In fact, the European Commission said the Government’s fiscal stance will be slightly “contractionary” next year — a complex measure based on the economy’s future growth potential — after what it called an “expansionary” budget in 2023.
Ireland was one of seven EU countries to receive a clean bill of health on Tuesday as part of the bloc’s annual round of economic oversight, which focuses extra attention on the 20 euro member countries.
Euro members Cyprus, Greece, Lithuania, Estonia, Slovenia and Spain are also on track to meet their own budget and economic targets, the Commission said.
Today’s News in 90 seconds – November 21st
But nine countries, including Germany – which last week received a constitutional court ruling to rein in spending – are not complying with EU guidelines. Four countries, including France, are at risk of breaching the guidelines, the Commission said.
Countries that run budget deficits above 3pc or fail to reduce debts year on year are set to face extra scrutiny from next year, when the EU reinstates its fiscal rules following their suspension since 2020. EU finance ministers are currently discussing an overhaul of those rules.
Ireland is in no danger of falling foul of existing or overhauled rules given its large budget surplus.

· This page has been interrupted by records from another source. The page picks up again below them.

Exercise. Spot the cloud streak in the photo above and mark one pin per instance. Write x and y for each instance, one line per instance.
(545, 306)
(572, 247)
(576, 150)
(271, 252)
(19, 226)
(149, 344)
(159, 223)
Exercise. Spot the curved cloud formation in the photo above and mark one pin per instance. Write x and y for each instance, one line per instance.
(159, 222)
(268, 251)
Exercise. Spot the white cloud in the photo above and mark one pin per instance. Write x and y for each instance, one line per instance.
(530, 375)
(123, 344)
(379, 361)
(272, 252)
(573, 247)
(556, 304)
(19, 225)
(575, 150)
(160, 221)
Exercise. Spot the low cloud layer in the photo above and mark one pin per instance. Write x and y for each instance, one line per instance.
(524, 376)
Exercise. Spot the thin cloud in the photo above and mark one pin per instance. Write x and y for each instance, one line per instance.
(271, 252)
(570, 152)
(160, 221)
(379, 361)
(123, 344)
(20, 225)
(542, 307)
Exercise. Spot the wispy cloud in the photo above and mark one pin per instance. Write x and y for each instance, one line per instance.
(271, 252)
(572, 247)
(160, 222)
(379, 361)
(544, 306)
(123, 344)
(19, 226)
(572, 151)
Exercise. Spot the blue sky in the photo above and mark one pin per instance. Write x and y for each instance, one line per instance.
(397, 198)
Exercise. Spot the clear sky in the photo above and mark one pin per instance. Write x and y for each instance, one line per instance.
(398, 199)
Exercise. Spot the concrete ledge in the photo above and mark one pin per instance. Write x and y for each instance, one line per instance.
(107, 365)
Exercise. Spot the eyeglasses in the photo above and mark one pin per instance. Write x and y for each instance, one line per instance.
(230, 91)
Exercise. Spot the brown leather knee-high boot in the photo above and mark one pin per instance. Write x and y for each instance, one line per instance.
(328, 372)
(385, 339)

The European Commission effectively told the Government to keep doing what it is doing and said it is on track to phase out its emergency energy credits and increase capital investment.
But it said that Budget 2024 is based on what look like overly optimistic growth estimates.
The Department of Finance assumes gross domestic product (GDP) will grow 2pc this year and 4.5pc in 2024.
But the European Commission believes Ireland is to enter a recession this year due to falling exports, with GDP contracting by 0.9pc before recovering and growing 3pc next year.
As a result, the Commission estimates Ireland’s the budget surplus this year and next year will be around half the size of original Government estimates, when compared with GDP.
It is not clear if that will mean the surplus will be smaller in real terms, as the Government uses different measures of wealth than the EU, preferring modified gross national income to GDP.
On Budget Day, the Government said the general budget surplus would come in at €8.8bn this year and €8.3bn next year, not including any extra refugee spending.
In its opinion on Ireland’s budget, which will go to EU finance ministers for sign-off, the Commission said that most of the new tax cuts and spending increases announced “are expected to have a permanent impact on the public finances”.
It also called out the Government for failing to provide any detail on how future pensions will be funded.
On Budget Day the Government pledged to set up two investment funds to be part-funded by windfall corporation tax receipts, one of which is intended to help fund future pensions.
EU economy commissioner Paolo Gentiloni said now is the time “for prudent fiscal policies” that complement the European Central Bank’s efforts to fight inflation, while allowing governments to keep investing.